Whole nights and into the next spent dancing —
we loved our drugs, we loved our ludes, we tossed back the luminous runes:
you are heard, they said, they said, you are beautiful.
* * * * *
In the Year of Ferraro
To not see your personage reflected in politics is a pain.
Marie Wilson, former president, Ms. Foundation for Women
I had a pair of Vuarnet sunglasses, rims as red
as come here, come. I sold them for one gram
of cocaine in a little white envelope.
I had five more years of this, but couldn’t see that then.

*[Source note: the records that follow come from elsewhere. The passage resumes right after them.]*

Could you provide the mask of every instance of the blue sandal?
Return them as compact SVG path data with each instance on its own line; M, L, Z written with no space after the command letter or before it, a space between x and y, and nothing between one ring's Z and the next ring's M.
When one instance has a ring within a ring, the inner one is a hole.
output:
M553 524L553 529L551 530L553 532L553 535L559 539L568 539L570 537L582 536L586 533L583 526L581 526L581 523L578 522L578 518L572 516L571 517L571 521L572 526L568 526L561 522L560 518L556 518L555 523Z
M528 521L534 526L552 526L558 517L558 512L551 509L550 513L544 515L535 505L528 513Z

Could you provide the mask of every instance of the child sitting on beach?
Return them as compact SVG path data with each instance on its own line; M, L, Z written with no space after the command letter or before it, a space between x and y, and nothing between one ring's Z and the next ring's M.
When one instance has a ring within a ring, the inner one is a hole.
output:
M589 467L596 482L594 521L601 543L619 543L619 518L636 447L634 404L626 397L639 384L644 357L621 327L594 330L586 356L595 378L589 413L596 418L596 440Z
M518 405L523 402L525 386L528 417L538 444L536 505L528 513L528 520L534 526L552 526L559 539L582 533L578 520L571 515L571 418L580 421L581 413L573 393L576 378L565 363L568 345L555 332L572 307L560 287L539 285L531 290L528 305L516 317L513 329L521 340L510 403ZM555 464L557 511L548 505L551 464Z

Friends wore Ray-Bans like Tom Cruise
in that movie where he danced in his boxers and white shirt.
Remember how he broke his mother’s crystal egg and she
saw the crack when she turned it this way to the light, and then that way?
Think of how information travels. So much enters through the eye.
The dark pupil dilates and constricts like a cervix, pulls tight and shut:
nothing that goes in can leave or ever go back.